An acquaintance of mine who is aware I am not a believer, keeps inviting me church functions like picnics & other social events. Several years ago I went to a christmas concert. I had nothing else to do that Saturday afternoon & I like music. Her pastor ended up sermonizing for at least 1/2 an hour of the 'concert'.
Since then I've declined most other invitations because these functions are much too "preachy" for me. Still she keeps persisting.
Finally, last weekend I lost my patience & asked her why she didn't take the hint & stop inviting me to these things.I wasn't interested in being preached to under the guise of entertainment.
She got into a snit & said I was "insulting" her closely held beliefs. I reminded her that she'd shown no respect for my beliefs over the years.
Could I have handled this in another, more diplomatic way?
S
You could have handled it in a more diplomatic way but I don’t see what you did wrong. I’ve often wondered why I have to be respectful to people’s religious beliefs but the religious don’t have to respect my (lack of) beliefs.
Yeah they spend all the time trying to cram their religious crap down your throat but when you tell them to leave you alone you've offended their beliefs what a bunch of hypocritical assholes
Diplomacy doesn't work in trying to reason with a person with a narrow, self-imposed,intolerant frame of reference. It can be neither appreciated nor understood by them.
I'm happy for you at least that you recognize or relate to them as an acquaintance and not a friend.
I'd say you were good.
However, I am perhaps them most outspoken atheist I know and, surrounded by theists, live alone with no expectations of every finding a suitable rational (not theist) woman to share my life with so my opinion is rather biased.
You must be quite young because the answer was to never even get to that point., Be proud of yourself and amplify that with respectful ways that they are out too lunch and you do not want to go
In our younger years we continue to care about hurting other;s feelings and that is a wonderful training ground for reality, We know we are good, as to even care, but the only reason they keep trying is that they do believe you are the one lacking and they can indeed save you.
You are the one knowing and you may serve them a wonderful experience by saying bye bye
religious freedom merely means that they get to pound you with theirs instead of vice versa.
Why to be "more diplomatic"...or diplomatic at all with a person who doesn't respect you? I would have told her NO the very first time and keep my distance from her 100%.
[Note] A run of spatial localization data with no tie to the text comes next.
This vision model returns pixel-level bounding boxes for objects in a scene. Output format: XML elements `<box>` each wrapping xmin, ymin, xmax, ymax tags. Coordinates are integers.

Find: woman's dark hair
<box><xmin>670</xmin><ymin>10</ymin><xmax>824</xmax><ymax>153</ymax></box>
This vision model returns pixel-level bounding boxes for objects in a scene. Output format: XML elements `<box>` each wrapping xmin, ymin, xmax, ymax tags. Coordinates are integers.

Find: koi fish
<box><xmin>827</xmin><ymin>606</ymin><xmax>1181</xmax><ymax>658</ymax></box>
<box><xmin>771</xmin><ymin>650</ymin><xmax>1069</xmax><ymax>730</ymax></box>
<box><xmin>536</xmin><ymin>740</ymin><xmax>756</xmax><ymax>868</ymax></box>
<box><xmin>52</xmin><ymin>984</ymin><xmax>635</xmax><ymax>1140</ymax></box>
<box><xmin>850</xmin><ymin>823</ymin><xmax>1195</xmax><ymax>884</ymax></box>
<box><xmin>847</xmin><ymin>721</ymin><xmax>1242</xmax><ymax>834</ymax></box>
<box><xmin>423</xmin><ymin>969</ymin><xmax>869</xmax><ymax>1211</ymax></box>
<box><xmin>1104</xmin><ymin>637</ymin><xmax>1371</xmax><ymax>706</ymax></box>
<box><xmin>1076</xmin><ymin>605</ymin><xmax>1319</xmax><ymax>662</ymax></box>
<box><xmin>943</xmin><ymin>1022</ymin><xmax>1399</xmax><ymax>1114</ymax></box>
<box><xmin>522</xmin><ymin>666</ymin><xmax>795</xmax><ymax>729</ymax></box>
They will always attempt to blame you because deep down in their ignorance they know they are wrong....and blaming others is their defense
Not knowing the tone of voice or words used it’s not really possible to say if you could have handled it better but I admire your patience putting up with it for years.
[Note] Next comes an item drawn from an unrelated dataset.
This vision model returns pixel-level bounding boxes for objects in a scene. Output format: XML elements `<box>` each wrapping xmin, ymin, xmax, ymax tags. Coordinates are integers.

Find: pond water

I will also say your rejoinder about her not respecting your beliefs was spot on.
For
Some reason the religious expect to receive the respect that they do not offer
Perhaps you shouldn't have stewed so long that you lost your patience? I don't know. But I can pretty much guarantee you that your friend is confusing lack of interest with "insult", or, more exactly, personal attack, and that is HER problem, not yours. To most fundamentalists, anyone who doesn't share their enthusiasms constitute an irrational perception of an existential threat.
I think you should have been way more honest since the beginning. And not let it go that far. I guarantee you that she was taking you attending those events as her doing “god’s work”, trying to convince you.
But what happened, happened. And as you explained it, you did the right thing given the circumstances.
Good luck in the future.
There's always a 'more diplomatic way' but here you have someone who you've identified as 'an acquaintance' as opposed to a friend, who knows your belief system, but continues to ask you to join her, and when you reach your limit of having to decline, are accused of 'insulting' her belief system. It seems to me that most believers, of whom I was once a member, never once consider how 'insulting' that their repeated solicitations and even proselytizing very often is to the uninterested nonbeliever.
It is nice when people want to be in your company and share. I think I would have told her that I was not interested in attending anything with a religious theme and suggested something else.